Keely inhaled deeply, forcing herself to step back. Jesse was right, and he knew far better than she did how to handle this. She picked up the phone and did as he asked, surprised at how calm her voice sounded. After hanging up, she cleaned and bandaged the wound as best she could.
She helped Jesse out to his truck. Surprisingly, the barrage of bullets hadn’t hit it. He didn’t even protest when she helped him into the passenger side and got behind the wheel. She floored the truck, steering around the bodies and getting them the hell out of there.
This wasn’t over—not any of it.
10
JESSE
Jesse had spent most of his life preparing for war. He’d suffered dozens of wounds, leaving their scars on his body, yet nothing prepared him for the gut-wrenching fear of losing Keely. Keely handled herself better than most trained soldiers and ensured his wound received treatment.
He’d trained his body, his mind, his instincts, all with one purpose—to protect, to survive, to win. But as he sat in the dimly lit conference room of the Silver Spur Security offices, his team surrounding him, maps and weapons spread out across the wooden table, he realized this fight was different.
Because this time, it wasn’t just an op. This time, it was Keely.

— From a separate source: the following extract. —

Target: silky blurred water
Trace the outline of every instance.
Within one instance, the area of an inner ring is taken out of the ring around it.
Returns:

They’d locked off their floor of the building so the only way up was via a private elevator they’d had installed. Someone could try to climb up, rappel down or come at them with a helicopter, but when they’d moved in, Gavin and Reed had paid to replace all the windows on their floor with bulletproof glass.
Reed stood at the head of the table, arms crossed, his face carved from stone. His eyes burned with something Jesse knew too well—rage, frustration, and fear.

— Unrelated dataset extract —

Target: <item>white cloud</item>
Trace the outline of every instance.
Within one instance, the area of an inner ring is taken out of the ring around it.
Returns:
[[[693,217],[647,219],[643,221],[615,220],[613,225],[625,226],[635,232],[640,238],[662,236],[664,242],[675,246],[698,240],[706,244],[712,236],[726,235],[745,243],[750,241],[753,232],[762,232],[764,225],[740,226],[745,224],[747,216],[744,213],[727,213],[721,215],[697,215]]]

“We hit them before they hit us,” Reed said, his voice sharp. “I’m done waiting for Alvarez to make his move.”
Gavin nodded, his expression just as serious. “We tracked down his last known location—he’s holed up in a compound outside of town. Security’s tight, but nothing we can’t handle.”
Jesse rubbed his bearded stubble on his jaw. “And the diamonds?”
Hawke pulled up a file on his tablet. “We’ve picked up some chatter. He knows we still have them. We think he was planning a trade before Keely ended up with the wrong suitcase.”
Jesse’s jaw clenched. “So this was never about her. It was about losing his payday.”
Dawson tapped a knife against the table. “Doesn’t matter. We all know guys like Alvarez don’t just walk away.”
Reed’s gaze flicked toward Jesse, something unreadable in his eyes. “This isn’t just another job. If we go in, we go in knowing there’s no backing out.”
Jesse met his stare. “I never back out.”
The words settled between them. The plan was simple—hit Alvarez hard, take out his men, and end this before it got any worse. But simple didn’t mean safe, and there was a myriad of things that could go wrong.